Research : Land Art Assignment : Songlines

Songlines
Land Art is not new, but perhaps the relationship with the land has changed. There was a time when people lived closer to the cycles of the earth and moon. In Australia the indigenous people created what are described in English as Songlines. These create maps and tracks which are danced and chanted and sung. The rituals of listening and conversing with the ancestral spirits along the way, hearing the birds and animals that live on these songlines, and walking ancient invisible routes are all aspects of aboriginal spirituality.

 

Rainbow Serpent Australian Indigenous Art Creative Commons

Rainbow Serpent Australian Indigenous Art Creative Commons

“The ancestor is responsible for the law and country, a responsibility which is carried by the traditional owner of the song today. The owner of the song is responsible for the country and particular sacred places, and when the song travels over these sacred places it is sung by the traditional owner of song or country.”
Bill Harney, Wardaman Elder, 2009
Kaltjiti artist sing country, dance country and paint the song of their lands. The epic song cycles of the Western Desert peoples have resounded for thousands of years across these sand dunes of central Australia, echoed back from the orange rock faces of the granite hills and eddied around the deep blue rock holes where precious water hides from the scorching sun.

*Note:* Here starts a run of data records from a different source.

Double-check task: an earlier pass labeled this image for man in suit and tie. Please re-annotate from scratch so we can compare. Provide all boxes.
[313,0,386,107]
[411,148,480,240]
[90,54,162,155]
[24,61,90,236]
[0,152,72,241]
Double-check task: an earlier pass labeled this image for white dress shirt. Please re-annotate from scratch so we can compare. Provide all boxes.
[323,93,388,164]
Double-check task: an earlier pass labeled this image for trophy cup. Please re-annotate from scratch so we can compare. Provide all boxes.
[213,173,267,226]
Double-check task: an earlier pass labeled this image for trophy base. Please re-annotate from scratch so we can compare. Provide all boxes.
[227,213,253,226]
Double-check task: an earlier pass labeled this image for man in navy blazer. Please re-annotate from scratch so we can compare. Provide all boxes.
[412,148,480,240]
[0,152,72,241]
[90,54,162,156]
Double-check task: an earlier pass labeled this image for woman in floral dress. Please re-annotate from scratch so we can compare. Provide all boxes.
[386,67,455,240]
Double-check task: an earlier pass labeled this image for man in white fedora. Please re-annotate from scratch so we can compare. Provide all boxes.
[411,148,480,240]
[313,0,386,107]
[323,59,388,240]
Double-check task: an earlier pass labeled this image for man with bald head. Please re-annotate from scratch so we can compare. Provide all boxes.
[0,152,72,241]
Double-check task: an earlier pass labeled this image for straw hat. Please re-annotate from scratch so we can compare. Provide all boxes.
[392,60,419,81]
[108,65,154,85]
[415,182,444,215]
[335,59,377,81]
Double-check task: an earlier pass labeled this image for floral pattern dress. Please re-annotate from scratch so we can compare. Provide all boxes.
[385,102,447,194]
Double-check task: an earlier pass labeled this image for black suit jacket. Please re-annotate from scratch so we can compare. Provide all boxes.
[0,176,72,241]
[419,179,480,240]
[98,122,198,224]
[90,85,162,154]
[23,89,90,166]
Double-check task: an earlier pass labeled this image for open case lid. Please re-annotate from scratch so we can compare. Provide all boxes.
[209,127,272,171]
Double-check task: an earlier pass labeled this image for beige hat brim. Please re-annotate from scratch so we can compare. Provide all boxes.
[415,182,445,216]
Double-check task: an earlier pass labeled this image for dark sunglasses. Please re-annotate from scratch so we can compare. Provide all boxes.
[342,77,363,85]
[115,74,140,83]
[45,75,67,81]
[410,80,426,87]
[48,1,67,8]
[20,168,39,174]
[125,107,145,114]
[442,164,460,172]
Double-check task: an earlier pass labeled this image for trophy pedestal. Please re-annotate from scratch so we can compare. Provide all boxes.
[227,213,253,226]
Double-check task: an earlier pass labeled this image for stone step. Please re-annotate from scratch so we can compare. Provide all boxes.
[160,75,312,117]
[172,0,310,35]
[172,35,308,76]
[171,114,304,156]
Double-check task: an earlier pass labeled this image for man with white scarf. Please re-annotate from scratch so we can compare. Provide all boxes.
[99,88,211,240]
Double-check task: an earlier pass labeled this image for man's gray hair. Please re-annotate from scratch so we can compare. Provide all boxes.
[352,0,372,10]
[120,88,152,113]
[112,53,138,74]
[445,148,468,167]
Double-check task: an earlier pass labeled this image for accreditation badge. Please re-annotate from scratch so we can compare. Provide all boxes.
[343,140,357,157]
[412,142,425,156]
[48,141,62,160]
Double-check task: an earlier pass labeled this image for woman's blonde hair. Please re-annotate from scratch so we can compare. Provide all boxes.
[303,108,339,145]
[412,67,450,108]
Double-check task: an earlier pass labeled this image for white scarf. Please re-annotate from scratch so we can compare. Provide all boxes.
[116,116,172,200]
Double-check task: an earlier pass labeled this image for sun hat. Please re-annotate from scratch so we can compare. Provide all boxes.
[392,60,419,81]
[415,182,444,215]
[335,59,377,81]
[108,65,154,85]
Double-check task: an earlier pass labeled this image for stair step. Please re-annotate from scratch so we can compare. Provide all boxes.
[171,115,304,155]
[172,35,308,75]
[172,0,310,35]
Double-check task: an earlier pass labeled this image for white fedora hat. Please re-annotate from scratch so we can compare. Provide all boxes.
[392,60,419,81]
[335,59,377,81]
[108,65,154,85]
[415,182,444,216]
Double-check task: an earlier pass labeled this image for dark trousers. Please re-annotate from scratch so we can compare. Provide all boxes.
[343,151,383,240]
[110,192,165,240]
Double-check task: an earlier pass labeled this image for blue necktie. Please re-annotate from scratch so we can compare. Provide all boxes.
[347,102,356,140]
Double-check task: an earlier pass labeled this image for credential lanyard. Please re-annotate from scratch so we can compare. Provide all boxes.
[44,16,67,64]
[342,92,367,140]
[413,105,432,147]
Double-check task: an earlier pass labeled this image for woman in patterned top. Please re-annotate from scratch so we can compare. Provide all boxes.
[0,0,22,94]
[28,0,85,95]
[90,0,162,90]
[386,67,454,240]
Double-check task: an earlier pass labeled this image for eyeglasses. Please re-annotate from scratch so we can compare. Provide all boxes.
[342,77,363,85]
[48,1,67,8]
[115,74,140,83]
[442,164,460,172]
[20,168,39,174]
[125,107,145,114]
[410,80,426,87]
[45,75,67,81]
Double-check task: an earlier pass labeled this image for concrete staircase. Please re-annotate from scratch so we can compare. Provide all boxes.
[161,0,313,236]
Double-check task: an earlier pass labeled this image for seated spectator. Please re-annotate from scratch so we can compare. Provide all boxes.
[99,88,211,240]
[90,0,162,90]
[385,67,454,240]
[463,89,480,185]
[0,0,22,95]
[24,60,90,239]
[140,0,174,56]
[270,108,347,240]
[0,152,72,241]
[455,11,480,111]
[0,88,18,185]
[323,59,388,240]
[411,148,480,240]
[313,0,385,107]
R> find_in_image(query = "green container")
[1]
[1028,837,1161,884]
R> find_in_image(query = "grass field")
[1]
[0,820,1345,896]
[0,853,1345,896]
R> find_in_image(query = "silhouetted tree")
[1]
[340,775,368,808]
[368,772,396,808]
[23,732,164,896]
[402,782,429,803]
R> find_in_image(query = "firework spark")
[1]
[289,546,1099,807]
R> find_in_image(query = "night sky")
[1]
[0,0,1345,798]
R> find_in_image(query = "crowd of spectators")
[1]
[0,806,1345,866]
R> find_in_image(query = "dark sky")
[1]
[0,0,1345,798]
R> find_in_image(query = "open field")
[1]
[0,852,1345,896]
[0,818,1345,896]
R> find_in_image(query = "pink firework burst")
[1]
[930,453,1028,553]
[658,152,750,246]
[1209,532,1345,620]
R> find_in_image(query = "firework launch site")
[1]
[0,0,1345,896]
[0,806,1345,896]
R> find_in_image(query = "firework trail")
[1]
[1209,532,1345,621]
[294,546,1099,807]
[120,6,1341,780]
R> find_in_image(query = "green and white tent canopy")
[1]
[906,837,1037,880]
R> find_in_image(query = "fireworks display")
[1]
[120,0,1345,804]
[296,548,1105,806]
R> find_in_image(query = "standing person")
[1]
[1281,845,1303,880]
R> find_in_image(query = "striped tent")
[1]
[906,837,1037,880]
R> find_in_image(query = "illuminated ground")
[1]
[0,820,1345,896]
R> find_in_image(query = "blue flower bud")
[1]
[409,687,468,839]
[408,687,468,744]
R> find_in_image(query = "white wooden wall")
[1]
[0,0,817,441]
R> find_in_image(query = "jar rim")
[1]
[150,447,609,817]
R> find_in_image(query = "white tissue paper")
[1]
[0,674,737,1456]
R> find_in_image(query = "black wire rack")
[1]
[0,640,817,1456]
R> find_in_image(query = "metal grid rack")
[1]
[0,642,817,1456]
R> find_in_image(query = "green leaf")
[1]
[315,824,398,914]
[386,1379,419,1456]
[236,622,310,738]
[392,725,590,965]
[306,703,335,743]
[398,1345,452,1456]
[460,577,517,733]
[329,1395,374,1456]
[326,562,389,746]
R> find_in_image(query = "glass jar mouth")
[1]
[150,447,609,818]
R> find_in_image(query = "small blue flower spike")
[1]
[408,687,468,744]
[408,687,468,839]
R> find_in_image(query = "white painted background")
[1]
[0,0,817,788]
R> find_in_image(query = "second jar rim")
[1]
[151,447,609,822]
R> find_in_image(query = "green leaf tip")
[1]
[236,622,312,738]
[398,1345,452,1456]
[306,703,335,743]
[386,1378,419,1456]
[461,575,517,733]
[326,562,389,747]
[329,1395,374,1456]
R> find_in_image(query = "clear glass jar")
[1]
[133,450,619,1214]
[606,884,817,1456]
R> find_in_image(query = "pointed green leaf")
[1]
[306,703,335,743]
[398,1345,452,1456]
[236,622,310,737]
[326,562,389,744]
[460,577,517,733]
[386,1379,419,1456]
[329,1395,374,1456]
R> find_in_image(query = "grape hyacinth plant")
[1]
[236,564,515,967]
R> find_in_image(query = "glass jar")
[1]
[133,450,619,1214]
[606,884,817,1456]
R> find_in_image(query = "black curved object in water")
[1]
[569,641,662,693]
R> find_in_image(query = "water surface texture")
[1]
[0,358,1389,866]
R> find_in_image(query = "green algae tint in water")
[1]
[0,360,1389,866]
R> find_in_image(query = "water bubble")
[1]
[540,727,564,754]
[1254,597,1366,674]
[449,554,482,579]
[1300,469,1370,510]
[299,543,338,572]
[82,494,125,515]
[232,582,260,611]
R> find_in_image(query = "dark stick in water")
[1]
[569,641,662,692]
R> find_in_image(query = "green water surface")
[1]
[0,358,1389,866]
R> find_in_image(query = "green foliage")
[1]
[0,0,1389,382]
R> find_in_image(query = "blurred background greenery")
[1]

The creation ancestors first sang these songs at the dawn of time. These giant beings strode the land changing their shape from human to beast or plant, to water, earth or wind. The landscape still holds their resting forms in rounded hills, the fury of their flight was caught in twisted bloodwood trees and their flesh – know transformed – wraps the marble gums as dappled bark.

Songs sung down the generations have kept the land alive and spirit of her people strong.”

Dr Diana James, Author, Painting the Song Kaltjiti artists of the sand dune country, 2009
“Today many Aboriginal communities are wanting to explain their heritage and show visitors around their country. Firsthand knowledge gained in this way may help to understand Aboriginal Australia, as a living legacy of spiritual knowledge shared through rituals, dance, stories and journeys touching on aspects of the Dreamtime.”
Dr Irene Watson, Tanganekald & Meintangk woman, Lonely Planet Aboriginal Australia & Torres Strait Islands, Sydney, 2001

Inspired by these Songlines artists in Norfolk, England,  created their own version , marking the path with land art, using song, poetry and storytelling.